From: Pablo Neira Ayuso <pablo@netfilter.org>
To: netfilter-devel@vger.kernel.org
Cc: davem@davemloft.net, netdev@vger.kernel.org, kuba@kernel.org
Subject: [PATCH net-next 07/22] netfilter: iptables: unregister the tables by name
Date: Mon, 26 Apr 2021 19:10:41 +0200 [thread overview]
Message-ID: <20210426171056.345271-8-pablo@netfilter.org> (raw)

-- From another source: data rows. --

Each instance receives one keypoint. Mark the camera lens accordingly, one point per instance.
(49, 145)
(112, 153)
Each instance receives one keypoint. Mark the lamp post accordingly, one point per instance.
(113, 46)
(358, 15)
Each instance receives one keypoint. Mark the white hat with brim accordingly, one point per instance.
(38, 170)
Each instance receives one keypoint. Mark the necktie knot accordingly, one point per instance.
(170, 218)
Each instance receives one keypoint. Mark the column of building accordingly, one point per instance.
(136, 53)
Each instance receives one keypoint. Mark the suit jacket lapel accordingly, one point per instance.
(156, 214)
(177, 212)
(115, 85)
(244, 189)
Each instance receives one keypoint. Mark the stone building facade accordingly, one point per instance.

In-Reply-To: <20210426171056.345271-1-pablo@netfilter.org>
From: Florian Westphal <fw@strlen.de>
xtables stores the xt_table structs in the struct net. This isn't
needed anymore, the structures could be passed via the netfilter hook
'private' pointer to the hook functions, which would allow us to remove
those pointers from struct net.
As a first step, reduce the number of accesses to the
net->ipv4.ip6table_{raw,filter,...} pointers.
This allows the tables to get unregistered by name instead of having to
pass the raw address.
The xt_table structure cane looked up by name+address family instead.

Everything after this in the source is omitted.